Erosion resulted mainly from debris avalanches down the mountain-sides and channel scour along streams and head-water tributaries. Total amounts of sediment yield from certain mountainous areas in Nelson County were about 3.2-4.6 million cubic feet per square mile, probably the equivalent of several thousand years of normal denudation.
Characteristics of the debris avalanches were that (1) they usually followed pre-existing depressions on hillsides and occurred on slopes greater than 35 percent, (2) the upslope tip of the avalanche scar tended to be located at the steepest part of the hillside, where the convex slope merged with the concave or planar zone immediately below, (3) hillsides facing north, northeast and east were more susceptible to avalanching than slopes facing other directions, and (4) debris-avalanches caused rapid and devastating surges of water and sediment in the mountain-stream channels. Such surges in some instances temporarily blocked the channel flow upstream.
Slightly more than half of the total sediment contributed to the stream system was from erosion of stream channels. Channel erosion was very irregularly distributed; some ravines 10-20 feet wide and 5-10 feet deep were scoured in places which formerly had only a very small channel, whereas other channels only a few hundred yards away experienced little or no channel erosion.
By the use of figures for the total amount of sediment removed from a drainage basin and the duration of the storm, estimates were made of the storm-average sediment-transport rate at the mouth of various basins. For drainage basins ranging up to about 1.5 square miles, the estimated storm-average sediment-transport rates varied from practically nothing to as much as 172,000 pounds per second (7.4 million tons per day).

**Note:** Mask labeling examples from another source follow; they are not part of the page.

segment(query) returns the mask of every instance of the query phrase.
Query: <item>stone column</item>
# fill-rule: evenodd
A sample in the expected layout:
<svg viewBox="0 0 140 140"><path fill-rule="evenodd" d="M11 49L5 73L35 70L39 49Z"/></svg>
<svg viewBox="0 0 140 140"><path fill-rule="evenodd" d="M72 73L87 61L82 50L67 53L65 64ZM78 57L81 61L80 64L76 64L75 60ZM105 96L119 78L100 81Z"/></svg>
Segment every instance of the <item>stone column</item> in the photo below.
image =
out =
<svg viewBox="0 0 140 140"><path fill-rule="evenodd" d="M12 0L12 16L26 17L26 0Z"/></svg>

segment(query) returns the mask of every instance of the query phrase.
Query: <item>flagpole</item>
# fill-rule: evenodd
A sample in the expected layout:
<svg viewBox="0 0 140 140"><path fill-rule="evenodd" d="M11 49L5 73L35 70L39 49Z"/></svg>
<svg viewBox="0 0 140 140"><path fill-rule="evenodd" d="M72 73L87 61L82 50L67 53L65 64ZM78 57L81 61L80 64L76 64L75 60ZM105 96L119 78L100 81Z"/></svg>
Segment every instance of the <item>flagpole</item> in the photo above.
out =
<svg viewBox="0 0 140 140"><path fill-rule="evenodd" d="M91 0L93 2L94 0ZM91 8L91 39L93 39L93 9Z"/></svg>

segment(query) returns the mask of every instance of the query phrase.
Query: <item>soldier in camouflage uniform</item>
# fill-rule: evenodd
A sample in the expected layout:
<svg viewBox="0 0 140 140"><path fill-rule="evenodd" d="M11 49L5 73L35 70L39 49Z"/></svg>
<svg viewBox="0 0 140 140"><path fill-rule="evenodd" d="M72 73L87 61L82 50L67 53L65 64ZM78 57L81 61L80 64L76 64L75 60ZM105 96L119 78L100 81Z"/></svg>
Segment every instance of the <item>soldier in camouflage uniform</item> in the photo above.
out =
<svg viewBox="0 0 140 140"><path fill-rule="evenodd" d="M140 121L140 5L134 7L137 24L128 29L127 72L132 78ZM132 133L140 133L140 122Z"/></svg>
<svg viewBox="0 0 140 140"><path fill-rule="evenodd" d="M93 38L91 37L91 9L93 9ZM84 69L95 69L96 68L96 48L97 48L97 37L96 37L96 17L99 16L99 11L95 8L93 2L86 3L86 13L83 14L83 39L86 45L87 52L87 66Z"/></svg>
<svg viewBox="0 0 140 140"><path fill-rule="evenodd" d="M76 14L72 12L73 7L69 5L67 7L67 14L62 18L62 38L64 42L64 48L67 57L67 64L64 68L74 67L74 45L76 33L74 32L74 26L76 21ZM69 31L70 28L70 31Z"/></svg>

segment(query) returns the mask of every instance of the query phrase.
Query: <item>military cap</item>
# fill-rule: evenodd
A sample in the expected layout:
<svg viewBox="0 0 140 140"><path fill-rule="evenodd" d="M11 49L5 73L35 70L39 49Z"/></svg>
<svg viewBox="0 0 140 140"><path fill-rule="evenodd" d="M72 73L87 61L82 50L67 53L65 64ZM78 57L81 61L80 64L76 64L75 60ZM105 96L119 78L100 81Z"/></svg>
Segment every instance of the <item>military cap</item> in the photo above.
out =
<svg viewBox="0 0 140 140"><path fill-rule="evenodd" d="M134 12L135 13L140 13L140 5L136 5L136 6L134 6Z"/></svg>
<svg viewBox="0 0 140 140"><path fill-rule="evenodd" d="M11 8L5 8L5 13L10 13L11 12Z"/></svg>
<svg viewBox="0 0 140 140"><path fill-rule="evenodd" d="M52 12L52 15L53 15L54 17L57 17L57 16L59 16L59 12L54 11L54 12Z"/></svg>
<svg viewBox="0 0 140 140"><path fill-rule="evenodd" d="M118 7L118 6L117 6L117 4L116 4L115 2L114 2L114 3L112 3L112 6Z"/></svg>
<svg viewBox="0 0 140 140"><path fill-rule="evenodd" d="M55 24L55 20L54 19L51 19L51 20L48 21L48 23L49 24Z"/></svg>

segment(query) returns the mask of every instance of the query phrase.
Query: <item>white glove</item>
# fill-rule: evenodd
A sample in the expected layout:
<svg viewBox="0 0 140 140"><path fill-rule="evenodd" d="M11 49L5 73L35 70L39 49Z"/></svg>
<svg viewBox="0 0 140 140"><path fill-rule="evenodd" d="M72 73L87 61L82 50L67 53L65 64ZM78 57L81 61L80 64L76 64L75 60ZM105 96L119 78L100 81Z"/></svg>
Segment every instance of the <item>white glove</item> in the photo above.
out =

The types of sediment deposits were (1) debris-avalanche deposits, rather rare, at the base of hillslopes, (2) mountain-stream channel deposits, usually in scattered sediment patches but locally occurring as large wedge-shaped deposits behind debris dams, (3) alluvial fans, (4) delta-like deposits at the junction of a stream and major highway, where water backed up during the flood due to plugging of a culvert, and (5) accretion deposits on flood plains. The highway deltas and some downstream flood-plain sediments consisted mostly of sand-sized grains, but the other types of deposits usually contained particles ranging from silt or clay to boulders 5-10 feet in diameter. Changes in grain size and in volume of deposition with distance downstream were measured, and sedimentary features of the various types of deposits are described.